Taqiyya Umm Ali bint Ghaith ibn Ali al-Armanazi

Umm ‘Alī Taqiyya bint Abi’l-Faraj Ghayth b. ‘Alī b. ‘Abd al-Salām b. Muḥammad b. Ja‘far al-Sulamī al-Armanāzī al-Ṣūrī (أم علي تقية بنت أبى الفرج غيث بن على بن عبد السلام بن محمد بن جافر السلامية الأرمنازية الصورية), also known as Sitt al-Ni‘m (ست النعم) (born Damascus 505/1111, died, probably in Egypt, 579/1183-4), was a poet and scholar, the most prominent female student of Abū Ṭāhir al-Silafī, the leading educator in Egypt in his day. 'Several sources acknowledge her as woman of talent and wit, who composed qaṣīdas and short poems.'[1]

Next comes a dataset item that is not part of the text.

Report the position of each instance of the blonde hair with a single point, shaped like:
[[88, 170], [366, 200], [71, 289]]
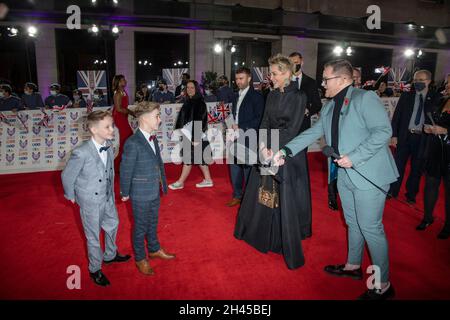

Taqiyya's husband was Fāḍil b. Ḥamdūn al-Ṣūrī (born Damascus 490/1097, died Alexandria 568/1172), himself a noted scholar; with him she had the son Abu’l-Ḥasan ‘Alī b. Fāḍil b. Ḥamdūn al-Ṣūrī (b. Ṣūr, d. 603/1206), who also became a noted scholar.

Among the few poems of Taqiyya's that survive is an epigram on wine the she sent to Al-Muzaffar Umar:

There is nothing good in wine, though a paradisial perk
It ferments the sane, bonkers his mind and instils in him a falling fear.

When al-Muzaffar responded that Taqiyya was speaking from experience, she composed a poem on war, to show that experience was not required to compose poetry on a theme.[2]

References

  1. Delia Cortese, 'Transmitting sunnī learning in Fāṭimid Egypt: the female voices', in 26th Congress of the Union Européenne des Arabisants et Islamisants (UEAI 26), 12-16 Sep 2012, Basel, Switzerland, accessed from http://eprints.mdx.ac.uk/13680/ (p. 14).
  2. Classical Poems by Arab Women: A Bilingual Anthology, ed. and trans. by Abdullah al-Udhari (London: Saqi Books, 1999), p. 148.